What happens to house prices during recession? ›

Will house prices go down in a recession? While the cost of financing a home typically increases when interest rates are on the rise, home prices themselves may actually decline. “Usually, during a recession or periods of higher interest rates, demand slows and values of homes come down,” says Miller.
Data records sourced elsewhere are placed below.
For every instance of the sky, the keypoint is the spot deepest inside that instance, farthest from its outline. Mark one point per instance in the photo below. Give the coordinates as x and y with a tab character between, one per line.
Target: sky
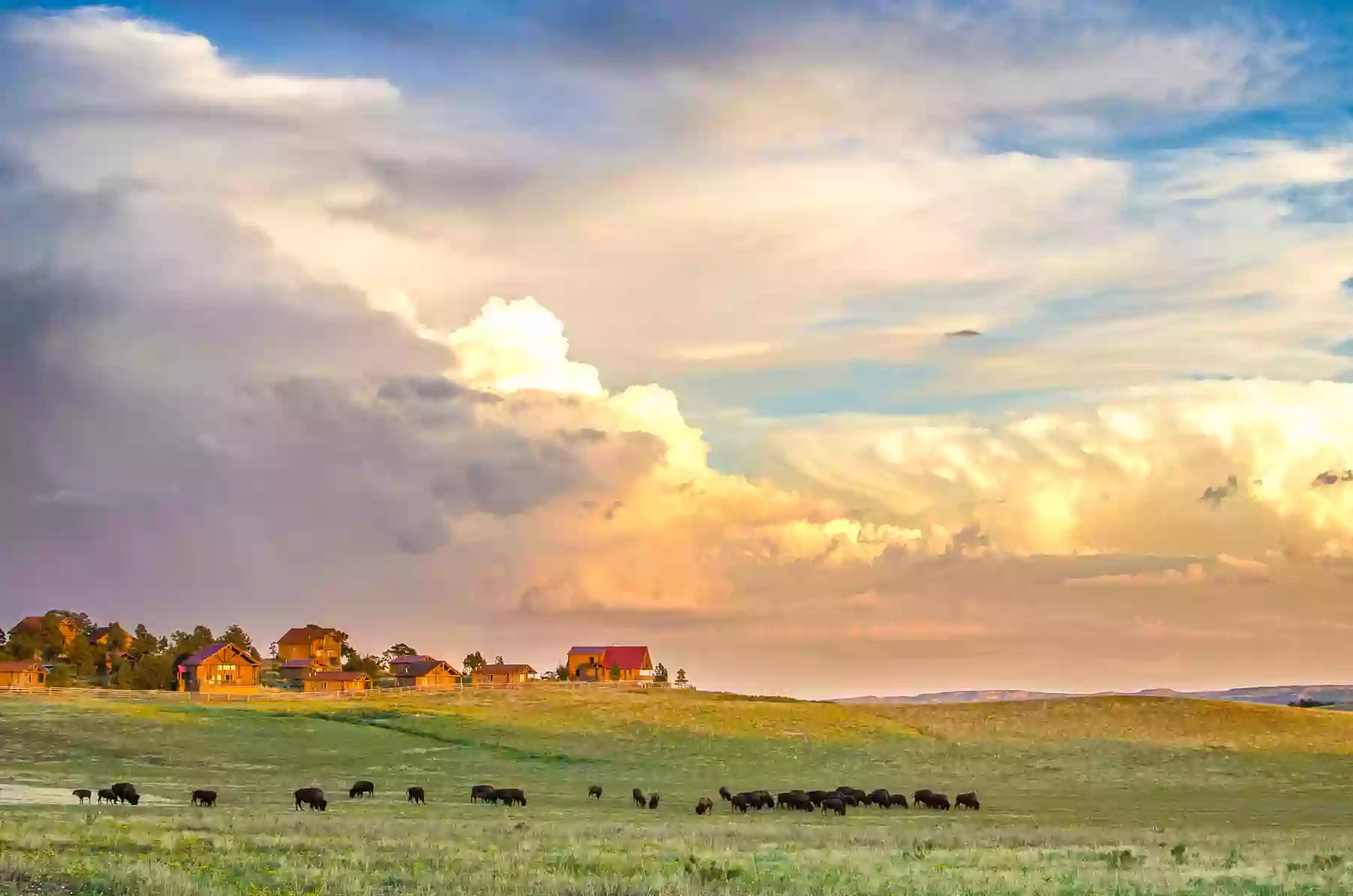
825	347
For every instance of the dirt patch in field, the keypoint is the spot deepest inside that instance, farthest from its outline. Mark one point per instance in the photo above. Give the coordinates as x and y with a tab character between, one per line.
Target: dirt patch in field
26	795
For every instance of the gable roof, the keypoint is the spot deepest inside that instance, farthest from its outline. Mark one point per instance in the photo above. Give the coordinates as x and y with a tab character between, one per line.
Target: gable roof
340	676
416	670
306	634
504	669
625	657
211	650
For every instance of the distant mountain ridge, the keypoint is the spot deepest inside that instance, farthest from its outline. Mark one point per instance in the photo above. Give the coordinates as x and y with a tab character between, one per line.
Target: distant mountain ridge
1276	695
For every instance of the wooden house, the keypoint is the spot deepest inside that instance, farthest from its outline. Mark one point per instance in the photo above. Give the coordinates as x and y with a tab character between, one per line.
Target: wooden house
311	642
333	680
428	674
299	669
595	664
22	673
218	667
502	674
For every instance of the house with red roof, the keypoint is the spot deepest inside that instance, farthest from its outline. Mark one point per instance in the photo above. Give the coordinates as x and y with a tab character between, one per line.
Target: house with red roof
218	667
595	664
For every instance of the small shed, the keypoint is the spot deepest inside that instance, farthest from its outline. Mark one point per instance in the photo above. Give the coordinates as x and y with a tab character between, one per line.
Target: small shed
218	667
322	681
502	674
22	673
428	674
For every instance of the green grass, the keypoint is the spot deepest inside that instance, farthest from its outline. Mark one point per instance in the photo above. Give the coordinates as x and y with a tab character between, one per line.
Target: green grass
1087	796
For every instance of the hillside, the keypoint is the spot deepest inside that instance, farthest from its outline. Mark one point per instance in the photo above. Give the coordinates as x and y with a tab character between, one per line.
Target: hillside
1276	695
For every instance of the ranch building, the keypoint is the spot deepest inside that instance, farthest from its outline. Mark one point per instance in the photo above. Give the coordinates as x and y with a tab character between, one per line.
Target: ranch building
334	681
219	667
22	673
502	674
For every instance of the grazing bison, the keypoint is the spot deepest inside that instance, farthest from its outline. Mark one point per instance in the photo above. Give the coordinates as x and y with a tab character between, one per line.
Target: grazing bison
510	796
313	798
126	794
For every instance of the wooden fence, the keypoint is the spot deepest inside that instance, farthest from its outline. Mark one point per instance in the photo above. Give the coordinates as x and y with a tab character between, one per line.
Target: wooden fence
282	693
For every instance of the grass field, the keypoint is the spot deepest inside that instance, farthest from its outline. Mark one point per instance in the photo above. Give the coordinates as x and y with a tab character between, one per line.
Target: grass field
1080	796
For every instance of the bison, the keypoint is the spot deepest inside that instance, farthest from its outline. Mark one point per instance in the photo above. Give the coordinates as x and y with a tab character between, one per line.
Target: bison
509	796
834	804
311	798
126	794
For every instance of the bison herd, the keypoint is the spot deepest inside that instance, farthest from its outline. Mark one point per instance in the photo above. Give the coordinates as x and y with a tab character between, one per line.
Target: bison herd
825	801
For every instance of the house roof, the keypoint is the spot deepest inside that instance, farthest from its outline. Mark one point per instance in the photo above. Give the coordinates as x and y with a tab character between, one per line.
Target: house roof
414	670
625	657
500	669
211	650
338	676
304	635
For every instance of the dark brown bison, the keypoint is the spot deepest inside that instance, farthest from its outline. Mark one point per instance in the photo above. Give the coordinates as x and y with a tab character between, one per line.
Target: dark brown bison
311	798
510	796
126	794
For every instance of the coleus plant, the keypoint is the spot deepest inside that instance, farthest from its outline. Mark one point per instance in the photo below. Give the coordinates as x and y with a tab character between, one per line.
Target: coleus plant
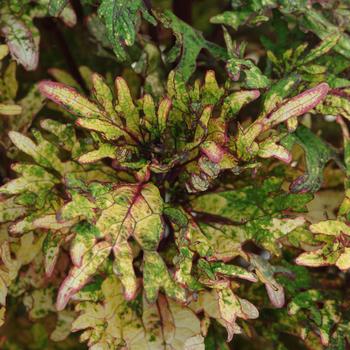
114	217
174	213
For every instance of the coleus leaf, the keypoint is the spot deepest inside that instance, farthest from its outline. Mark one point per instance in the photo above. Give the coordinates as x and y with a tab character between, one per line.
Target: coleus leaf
334	251
143	326
156	277
250	202
289	110
317	155
191	41
56	6
79	275
121	18
225	307
20	40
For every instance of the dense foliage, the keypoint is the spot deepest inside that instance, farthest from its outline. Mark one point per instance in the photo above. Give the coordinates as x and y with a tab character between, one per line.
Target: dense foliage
174	175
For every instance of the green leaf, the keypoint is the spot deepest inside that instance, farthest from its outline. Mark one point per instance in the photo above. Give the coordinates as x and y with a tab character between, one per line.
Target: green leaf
121	19
156	277
56	6
79	275
20	41
317	155
191	42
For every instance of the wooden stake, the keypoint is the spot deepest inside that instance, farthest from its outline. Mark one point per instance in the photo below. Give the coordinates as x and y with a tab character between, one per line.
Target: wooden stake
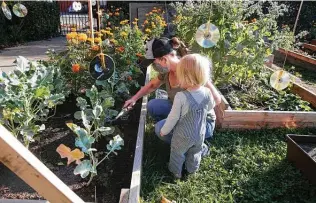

Is it risky investing in real estate? ›

Real estate investment comes with its risks. For example, you may lose money on a property in the process of flipping the structure, getting your real estate investment ready to rent, or selling it. However, you can avoid money loss with research and a well-constructed strategy.

Is real estate a good retirement investment? ›

Real estate can be an asset class with high returns. It also usually offers a hedge against inflation. Since real estate has historically been inversely correlated with conventional assets, it can be a good way to diversify your investments away from the stock market.

Is real estate really the best investment? ›

On its own, real estate offers cash flow, tax breaks, equity building, competitive risk-adjusted returns, and a hedge against inflation. Real estate can also enhance a portfolio by lowering volatility through diversification, whether you invest in physical properties or REITs. Internal Revenue Service.